SUMMARY OF THE INVENTION

[0013] Problems with the Current Art

[0014] There are a number of software tools available in the marketplace to assist with the proper coding of medical bills. However, these tools have some major drawbacks that keep them from substantially improving the billing process. These tools are known by several different monikers, for example, coding wizards, billing assistants, coding engines, and the like. For simplicity, this entire class of billing and coding software systems will be referred to as coding tools.
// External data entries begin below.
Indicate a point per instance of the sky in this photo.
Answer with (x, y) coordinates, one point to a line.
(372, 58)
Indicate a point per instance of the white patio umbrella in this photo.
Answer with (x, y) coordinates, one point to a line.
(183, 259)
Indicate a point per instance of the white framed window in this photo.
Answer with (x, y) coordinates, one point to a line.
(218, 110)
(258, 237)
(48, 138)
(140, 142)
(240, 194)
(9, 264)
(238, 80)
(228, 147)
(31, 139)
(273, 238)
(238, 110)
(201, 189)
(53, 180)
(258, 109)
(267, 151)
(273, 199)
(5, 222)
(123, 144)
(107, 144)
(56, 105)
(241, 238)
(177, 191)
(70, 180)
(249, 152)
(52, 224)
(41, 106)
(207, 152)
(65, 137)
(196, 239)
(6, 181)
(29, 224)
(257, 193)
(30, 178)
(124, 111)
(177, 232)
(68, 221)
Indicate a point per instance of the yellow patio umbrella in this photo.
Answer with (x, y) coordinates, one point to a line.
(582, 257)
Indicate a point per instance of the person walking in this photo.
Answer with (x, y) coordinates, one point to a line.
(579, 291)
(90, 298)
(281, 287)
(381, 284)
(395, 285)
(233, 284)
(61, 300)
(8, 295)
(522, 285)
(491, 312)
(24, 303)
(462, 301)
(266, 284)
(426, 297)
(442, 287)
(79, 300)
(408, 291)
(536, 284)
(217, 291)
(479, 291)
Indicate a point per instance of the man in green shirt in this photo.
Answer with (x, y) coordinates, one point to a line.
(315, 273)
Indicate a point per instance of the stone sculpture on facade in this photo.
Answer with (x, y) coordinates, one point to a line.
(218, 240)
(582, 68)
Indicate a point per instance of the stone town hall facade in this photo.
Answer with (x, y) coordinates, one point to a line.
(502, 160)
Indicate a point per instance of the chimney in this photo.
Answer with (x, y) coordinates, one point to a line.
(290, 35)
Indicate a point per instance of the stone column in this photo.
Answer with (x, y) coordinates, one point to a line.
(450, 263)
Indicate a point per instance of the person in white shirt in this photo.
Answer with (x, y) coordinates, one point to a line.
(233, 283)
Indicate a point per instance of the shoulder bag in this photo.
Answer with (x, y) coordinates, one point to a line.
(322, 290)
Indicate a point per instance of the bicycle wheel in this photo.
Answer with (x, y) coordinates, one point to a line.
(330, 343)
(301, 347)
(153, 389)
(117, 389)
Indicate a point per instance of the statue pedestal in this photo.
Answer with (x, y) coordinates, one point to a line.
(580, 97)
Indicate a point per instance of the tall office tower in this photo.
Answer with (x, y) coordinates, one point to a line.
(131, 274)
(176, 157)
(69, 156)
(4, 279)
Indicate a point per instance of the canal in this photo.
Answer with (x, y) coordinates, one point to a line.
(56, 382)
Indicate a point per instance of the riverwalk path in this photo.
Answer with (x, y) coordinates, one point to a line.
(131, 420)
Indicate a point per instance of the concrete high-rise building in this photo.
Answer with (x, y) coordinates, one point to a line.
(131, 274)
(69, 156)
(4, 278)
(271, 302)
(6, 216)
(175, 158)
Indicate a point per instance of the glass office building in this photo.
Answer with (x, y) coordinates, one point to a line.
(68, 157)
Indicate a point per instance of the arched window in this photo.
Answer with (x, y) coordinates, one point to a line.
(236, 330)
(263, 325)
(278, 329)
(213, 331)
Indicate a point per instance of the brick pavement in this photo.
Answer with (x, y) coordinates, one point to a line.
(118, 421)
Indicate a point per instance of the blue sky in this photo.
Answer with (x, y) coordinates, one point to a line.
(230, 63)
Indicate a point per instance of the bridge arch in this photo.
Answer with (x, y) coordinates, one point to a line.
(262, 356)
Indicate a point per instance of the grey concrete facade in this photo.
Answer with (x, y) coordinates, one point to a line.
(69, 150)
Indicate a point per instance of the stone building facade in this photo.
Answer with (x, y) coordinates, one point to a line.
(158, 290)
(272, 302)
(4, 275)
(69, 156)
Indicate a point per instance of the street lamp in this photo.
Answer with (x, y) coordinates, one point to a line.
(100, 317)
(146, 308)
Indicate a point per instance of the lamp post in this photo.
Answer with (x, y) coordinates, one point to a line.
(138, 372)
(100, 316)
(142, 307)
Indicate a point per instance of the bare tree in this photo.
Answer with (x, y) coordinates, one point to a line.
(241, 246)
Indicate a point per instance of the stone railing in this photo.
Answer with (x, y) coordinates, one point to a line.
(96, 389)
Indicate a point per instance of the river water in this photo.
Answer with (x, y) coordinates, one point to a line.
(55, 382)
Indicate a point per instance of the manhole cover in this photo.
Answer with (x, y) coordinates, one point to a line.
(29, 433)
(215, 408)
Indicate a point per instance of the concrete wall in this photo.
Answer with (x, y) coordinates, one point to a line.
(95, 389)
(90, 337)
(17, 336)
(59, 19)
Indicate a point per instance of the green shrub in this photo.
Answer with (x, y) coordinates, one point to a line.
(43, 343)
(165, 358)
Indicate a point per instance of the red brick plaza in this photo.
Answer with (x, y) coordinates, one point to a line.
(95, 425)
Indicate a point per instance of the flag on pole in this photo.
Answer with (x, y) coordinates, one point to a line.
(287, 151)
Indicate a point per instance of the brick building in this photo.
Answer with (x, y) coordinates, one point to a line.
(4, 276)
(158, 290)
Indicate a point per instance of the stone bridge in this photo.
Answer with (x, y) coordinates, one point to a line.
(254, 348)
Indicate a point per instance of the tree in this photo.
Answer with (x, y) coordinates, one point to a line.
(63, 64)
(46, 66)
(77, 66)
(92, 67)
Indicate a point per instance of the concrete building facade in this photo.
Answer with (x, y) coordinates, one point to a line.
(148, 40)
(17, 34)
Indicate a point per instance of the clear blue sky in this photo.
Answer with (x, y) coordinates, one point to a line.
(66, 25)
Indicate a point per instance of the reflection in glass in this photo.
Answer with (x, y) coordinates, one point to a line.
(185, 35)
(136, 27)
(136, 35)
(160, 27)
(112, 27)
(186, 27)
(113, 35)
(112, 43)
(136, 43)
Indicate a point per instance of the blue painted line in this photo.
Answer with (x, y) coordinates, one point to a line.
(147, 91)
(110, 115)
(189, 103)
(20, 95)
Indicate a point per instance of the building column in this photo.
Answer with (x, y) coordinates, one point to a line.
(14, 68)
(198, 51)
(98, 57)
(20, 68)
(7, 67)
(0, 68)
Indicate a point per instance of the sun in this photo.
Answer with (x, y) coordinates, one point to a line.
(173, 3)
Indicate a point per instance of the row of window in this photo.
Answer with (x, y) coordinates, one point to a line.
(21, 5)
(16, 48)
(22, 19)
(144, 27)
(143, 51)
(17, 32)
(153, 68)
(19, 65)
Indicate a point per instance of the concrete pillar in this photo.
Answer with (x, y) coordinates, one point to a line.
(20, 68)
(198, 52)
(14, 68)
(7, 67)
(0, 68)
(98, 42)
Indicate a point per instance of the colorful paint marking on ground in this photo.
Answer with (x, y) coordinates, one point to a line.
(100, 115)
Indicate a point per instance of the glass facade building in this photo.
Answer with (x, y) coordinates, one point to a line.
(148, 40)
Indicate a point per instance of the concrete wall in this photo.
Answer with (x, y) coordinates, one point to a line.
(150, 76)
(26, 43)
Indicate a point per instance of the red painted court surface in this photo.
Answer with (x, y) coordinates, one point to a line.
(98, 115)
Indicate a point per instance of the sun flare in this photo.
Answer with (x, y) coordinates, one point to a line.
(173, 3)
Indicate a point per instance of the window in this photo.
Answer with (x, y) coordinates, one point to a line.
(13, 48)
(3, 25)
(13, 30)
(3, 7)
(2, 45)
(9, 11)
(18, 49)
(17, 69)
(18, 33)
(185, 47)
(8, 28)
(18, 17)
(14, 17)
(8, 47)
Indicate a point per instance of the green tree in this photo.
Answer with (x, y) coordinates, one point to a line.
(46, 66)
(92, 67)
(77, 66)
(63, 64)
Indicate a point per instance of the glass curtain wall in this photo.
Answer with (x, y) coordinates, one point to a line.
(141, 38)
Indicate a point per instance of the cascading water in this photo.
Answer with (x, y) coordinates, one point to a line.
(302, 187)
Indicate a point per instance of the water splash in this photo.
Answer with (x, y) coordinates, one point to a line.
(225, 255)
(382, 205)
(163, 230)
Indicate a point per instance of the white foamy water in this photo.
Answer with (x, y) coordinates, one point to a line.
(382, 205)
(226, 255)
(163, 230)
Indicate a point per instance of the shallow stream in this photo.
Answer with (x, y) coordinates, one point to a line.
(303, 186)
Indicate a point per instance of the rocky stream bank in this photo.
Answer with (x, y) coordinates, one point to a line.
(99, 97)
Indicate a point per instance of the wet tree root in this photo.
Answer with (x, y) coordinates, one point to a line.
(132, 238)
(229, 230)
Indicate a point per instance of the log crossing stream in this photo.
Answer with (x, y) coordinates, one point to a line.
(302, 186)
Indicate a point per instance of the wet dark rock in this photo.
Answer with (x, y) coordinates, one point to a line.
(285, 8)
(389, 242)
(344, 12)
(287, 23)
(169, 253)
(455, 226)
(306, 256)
[0015] Most prior art coding tools are designed to assist the user in producing a valid medical bill through a number of devices, but the prior art coding tools typically offer some derivation of code lookups or code combination matching.

[0016] Code lookup tools are the simplest form of coding tools and merely convert a procedure to its appropriate billing code. The list of codes is contained primarily in two documents called the ICD-9 or CPT codes. Although these codes could be manually identified, the lookup process is still a difficult task for someone not well trained in the topic. There are two major drawbacks to this type of tool: 1) code lookup tools require the user to search for a code that can return many similar procedures without indicating which is more applicable, and 2) there is no information entered or retrieved with respect to combination codes.

[0017] Code combination matching tools are more sophisticated and make up the largest percentage of the currently available products. These coding tools include all the properties of the code lookup tools but carry the process further. These tools check combinations to see if they match specific pre-defined patterns. This allows the user to see if their grouping of codes is conflicting or is a typically acceptable combination. This has been very beneficial to small medical practices that tend to perform the same procedures repeatedly with only minor deviations. However, this model of tool quickly breaks down at the hospital level where many combinations of atypical procedures can be performed.

[0018] From a technical standpoint, these coding tools have several drawbacks as follows:

[0019] 1) Prior art coding tools apply fixed logic to determine if the bill is correct. Their ability to learn new combinations is controlled by hard coding some combination or grouping.

[0020] 2) Prior art coding tools ignore the context and order in which the actual procedures were performed and rely solely on the interpretation of the user.

[0021] 3) Prior art coding tools seek an absolute (yes or no) result. If a procedure code combination has a number of acceptable possible answers, the user is faced with picking from a list of yes responses without knowing anything about the probability of being correct in their choice.

[0022] 4) Users can miss subtle changes in procedure order or combination. The hard coded logic does not allow for dynamic feedback or observation of indirect variables.